# Silhouette erstellen! Wie?



## Italia99 (4. September 2007)

Hallo,

ich wollte eine Silhouette von meiner Freundin erstellen!!
Kann mir bitte jemand sagen, wie ich das anstelle?
Bin totaler anfänger!! 

Bitte um hilfe


----------



## Dennis Schmidt (4. September 2007)

Guten Morgen Italia99,

es gibt, wie immer ;>, mehre Wege, dies zu realisieren.

Also, am einfachsten wäre, wenn du ein Foto zur Hand hast und mit einem Auswahl-Werkzeug, welches ist dir überlassen, eine Auswahl um deine Freundin ziehst. Nun kannst du einfach eine neue Ebene erstellen und darauf die Auswahl in der gewünschten Silhouetten-Farbe füllen. Fertig.


Dennis 'desch' Schmidt


----------



## Leola13 (4. September 2007)

Hai,

hast du eine Vorstellung wie das Ganze aussehen soll, bzw. ein Beispielbild ?

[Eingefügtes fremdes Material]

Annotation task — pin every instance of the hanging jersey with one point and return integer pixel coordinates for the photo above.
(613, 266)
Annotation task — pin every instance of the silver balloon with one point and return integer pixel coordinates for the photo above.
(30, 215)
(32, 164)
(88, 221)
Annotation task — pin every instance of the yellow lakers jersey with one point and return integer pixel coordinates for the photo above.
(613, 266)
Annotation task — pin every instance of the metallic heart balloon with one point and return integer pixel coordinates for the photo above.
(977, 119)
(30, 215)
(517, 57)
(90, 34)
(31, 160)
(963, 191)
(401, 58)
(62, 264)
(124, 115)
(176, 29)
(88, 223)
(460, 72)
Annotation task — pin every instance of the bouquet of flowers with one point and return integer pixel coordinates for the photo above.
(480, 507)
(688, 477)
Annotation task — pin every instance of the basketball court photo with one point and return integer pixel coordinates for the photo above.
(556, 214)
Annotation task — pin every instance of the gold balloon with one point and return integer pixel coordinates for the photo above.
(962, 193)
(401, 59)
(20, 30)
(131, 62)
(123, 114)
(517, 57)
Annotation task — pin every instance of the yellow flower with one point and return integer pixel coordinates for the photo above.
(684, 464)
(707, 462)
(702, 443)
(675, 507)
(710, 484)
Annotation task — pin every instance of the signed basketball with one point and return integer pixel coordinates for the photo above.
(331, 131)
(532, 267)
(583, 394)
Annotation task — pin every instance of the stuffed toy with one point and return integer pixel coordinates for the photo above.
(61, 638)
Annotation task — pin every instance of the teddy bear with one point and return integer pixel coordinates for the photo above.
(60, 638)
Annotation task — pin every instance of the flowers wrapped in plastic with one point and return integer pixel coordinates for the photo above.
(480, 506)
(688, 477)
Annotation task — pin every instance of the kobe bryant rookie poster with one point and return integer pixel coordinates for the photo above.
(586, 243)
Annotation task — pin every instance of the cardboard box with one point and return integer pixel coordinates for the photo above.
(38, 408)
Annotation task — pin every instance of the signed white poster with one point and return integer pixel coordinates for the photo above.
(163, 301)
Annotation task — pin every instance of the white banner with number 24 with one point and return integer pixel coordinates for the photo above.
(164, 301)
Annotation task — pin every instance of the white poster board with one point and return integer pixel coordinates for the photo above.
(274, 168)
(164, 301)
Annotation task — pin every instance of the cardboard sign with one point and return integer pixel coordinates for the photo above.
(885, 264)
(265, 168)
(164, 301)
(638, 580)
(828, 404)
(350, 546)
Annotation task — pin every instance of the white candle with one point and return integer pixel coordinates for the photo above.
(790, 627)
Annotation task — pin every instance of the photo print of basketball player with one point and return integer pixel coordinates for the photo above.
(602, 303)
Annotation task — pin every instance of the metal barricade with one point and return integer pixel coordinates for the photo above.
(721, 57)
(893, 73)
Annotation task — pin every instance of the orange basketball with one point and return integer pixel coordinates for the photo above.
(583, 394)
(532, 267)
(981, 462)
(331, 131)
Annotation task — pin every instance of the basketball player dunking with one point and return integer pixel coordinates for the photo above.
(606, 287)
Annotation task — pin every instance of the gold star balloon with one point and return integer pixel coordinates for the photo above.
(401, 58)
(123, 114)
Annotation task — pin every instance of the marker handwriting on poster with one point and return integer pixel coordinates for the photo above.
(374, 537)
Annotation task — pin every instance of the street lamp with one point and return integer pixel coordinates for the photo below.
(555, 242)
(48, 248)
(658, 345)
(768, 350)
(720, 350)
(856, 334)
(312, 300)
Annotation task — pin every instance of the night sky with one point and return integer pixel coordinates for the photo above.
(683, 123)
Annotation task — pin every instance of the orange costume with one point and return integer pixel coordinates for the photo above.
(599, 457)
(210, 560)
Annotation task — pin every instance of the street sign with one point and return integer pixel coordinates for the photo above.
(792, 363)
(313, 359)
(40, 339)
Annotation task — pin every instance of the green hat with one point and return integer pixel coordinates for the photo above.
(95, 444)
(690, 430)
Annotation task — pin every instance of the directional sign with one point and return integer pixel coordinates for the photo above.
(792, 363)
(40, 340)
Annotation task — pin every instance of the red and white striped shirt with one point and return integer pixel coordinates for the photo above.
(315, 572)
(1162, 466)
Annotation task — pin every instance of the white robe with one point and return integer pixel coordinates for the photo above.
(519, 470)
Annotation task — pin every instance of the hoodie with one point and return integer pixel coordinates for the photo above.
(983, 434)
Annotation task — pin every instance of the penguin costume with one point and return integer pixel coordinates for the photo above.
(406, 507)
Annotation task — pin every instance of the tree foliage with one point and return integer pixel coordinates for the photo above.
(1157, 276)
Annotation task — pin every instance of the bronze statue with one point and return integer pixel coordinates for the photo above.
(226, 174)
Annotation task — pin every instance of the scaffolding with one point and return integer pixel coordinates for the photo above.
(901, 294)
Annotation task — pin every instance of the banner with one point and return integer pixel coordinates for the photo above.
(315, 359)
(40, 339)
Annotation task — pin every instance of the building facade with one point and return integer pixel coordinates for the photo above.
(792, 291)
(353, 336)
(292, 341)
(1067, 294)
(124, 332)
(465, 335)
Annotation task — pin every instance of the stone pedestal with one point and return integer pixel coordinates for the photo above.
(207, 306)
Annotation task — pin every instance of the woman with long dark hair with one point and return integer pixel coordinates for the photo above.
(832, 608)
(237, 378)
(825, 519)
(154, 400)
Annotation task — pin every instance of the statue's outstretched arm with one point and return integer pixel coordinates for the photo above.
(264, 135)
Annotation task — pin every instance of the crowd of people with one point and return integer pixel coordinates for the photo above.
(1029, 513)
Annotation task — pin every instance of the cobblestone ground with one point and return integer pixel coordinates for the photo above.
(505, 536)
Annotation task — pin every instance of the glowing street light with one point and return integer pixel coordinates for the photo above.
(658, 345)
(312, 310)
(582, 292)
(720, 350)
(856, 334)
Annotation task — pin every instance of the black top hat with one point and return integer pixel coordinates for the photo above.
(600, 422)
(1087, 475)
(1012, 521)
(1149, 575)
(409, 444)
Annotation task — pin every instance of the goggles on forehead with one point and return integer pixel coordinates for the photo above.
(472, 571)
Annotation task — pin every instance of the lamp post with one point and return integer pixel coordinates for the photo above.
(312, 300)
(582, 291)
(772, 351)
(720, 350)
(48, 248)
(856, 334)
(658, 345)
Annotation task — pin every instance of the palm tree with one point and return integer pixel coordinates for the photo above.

Wenn ich dich richtig verstehe musst du "nur" deine Freundin Auswählen (Lasso, Pfad, ..) und diese Auswahl dann mit einer Farbe deiner Wahl füllen.

Ciao Stefan


----------



## Italia99 (4. September 2007)

So wie hier sollte es aussehen!!

http://www.siteoffline.com/files/leonard_cohen_silhouette.png


----------



## Dennis Schmidt (4. September 2007)

Ja, wie Stfan und ich sagen: Deine Freundin auswählen, neue Ebene und denn schwarz füllen. Kein Trick, kein Problem. Viel Spaß dabei ...


----------



## Italia99 (4. September 2007)

Sehr schön!! Muss ich mal testen!!

Dann wollte ich das noch alles ins "Spotlight" bringen also scheinwerfer drauf!!
Wie geht das?

So:

http://www1.istockphoto.com/file_thumbview_approve/2879721/2/istockphoto_2879721_sexy_female.jpg

Oder so:

http://thumbs.dreamstime.com/thumb_75/1154924077cdZhPh.jpg


----------



## Leola13 (4. September 2007)

Hai,

entweder, auf einer neuen Ebene, einen radialen Verlauf erstellen oder Filter - Rendering Filter - Bleuchtungseffekte bzw. Blendeflecke.

Ciao Stefan

PS : Da war ich eben wohl zu langsam.


----------



## Italia99 (4. September 2007)

Ja cool danke sehr!!


----------